Wer wissen will, wie groß die Gefahr werden kann, sollte sich in ein taiwanesisches Internetcafé setzen. Oder mit Bert te Wildt reden. An diesem Frühlingsabend hält sich der Psychotherapeut blinzelnd die Hände vor die Augen. Die Scheinwerfer, die das Podium des Kölner Stadtgarten beleuchten, strahlen ihm frontal ins Gesicht. Neben ihm sitzt die Moderatorin Katty Salié, die, ganz TV-Profi, tapfer ins Helle guckt. Te Wildt sei „der“ Experte in Deutschland, wenn es ums Thema Internetsucht gehe, sagt Salié.

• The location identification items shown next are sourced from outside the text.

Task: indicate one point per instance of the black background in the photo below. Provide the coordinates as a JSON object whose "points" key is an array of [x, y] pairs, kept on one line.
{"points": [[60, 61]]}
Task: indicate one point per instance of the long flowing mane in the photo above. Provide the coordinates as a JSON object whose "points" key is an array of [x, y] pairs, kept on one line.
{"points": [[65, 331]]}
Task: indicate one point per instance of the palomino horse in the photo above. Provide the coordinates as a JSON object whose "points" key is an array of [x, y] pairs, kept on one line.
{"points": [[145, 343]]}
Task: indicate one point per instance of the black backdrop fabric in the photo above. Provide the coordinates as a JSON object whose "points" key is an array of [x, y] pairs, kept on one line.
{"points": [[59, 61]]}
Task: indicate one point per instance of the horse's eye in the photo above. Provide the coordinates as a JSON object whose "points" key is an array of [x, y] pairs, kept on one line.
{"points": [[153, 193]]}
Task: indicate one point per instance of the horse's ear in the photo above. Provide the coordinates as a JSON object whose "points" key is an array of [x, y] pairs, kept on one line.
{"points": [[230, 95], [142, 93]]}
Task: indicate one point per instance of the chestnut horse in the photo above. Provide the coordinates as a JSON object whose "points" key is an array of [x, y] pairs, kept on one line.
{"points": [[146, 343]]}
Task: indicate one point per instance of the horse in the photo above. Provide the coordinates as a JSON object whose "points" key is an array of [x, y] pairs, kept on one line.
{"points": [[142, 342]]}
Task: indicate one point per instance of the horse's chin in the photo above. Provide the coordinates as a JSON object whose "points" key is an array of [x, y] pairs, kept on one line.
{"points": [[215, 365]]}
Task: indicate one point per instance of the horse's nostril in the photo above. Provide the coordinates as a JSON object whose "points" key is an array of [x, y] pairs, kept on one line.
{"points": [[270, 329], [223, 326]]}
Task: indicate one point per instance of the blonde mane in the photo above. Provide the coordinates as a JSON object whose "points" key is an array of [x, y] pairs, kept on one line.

Te Wildt leitet seit 2012 die erste Ambulanz für Mediensüchtige in NRW. Vorgestellt wird an diesem Abend sein Buch „Digital Junkies“. Darin schildert er auch jene Geschichte, die er heute unter der Discokugel des Stadtgartens erzählt: „Als in einem taiwanesischen Internetcafé ein 23-jähriger exzessiver Online-Rollenspieler starb, blieb sein Tod etwa neun Stunden lang unbemerkt“, berichtet te Wildt. Nach einer durchspielten Nacht sei der Mann in seinem Sessel zusammengesunken, während seine Hände auf der Tastatur liegen blieben. „Die Totenstarre war bereits eingetreten, als man ihn mit ausgestreckten Armen vom Computer abrückte.“

Dieses Internetcafé könne man durchaus symbolisch verstehen, sagt der Suchtforscher. Als Sinnbild für eine Gesellschaft, die so auf ihre Bildschirme fixiert ist, dass sie die für Folgen der Technologie blind geworden ist. Denn: „Im Grunde ist die Allgegenwart unserer Abhängigkeit vom Internet nicht mehr zu übersehen.“

Die Definition von Schlaf

Das eine Prozent Süchtige, von denen einige vorm Computer zusammenbrechen, seien nicht sein Thema, sagt der „Menthal“-Programmierer Markowetz. Er frage sich vielmehr, wie man mit der allgemeinen Abhängigkeit der restlichen 99 Prozent umgehen sollte. Sein Vorschlag: Statt Laptops in alle Klassenräume zu bringen sollte man Schülern lieber Strategien der Selbstbeschränkung lehren – und Arroganz. „Die Arroganz, nicht jedes Youtube-Video anklicken zu müssen und nicht auf jede Nachricht sofort zu reagieren.“ Schon jetzt gebe es Eltern ganzer Schulkassen, die sich kollektiv verabreden, ihren Kindern abends das Handy auszuschalten.

Und dann muss Markowetz kurz lachen über eine Absurdität: Ganz nebenbei sei „Menthal“ mit seinen 300 000 Nutzern auch die weltgrößte Schlafstudie, die jemals gemacht wurde, sagt er. Aus den Daten lasse sich herauslesen, wann und wie lange die Nutzer schlafen. Die Zeit ohne Handykontakt: Das ist, im Jahr 2015, die Definition von Schlaf.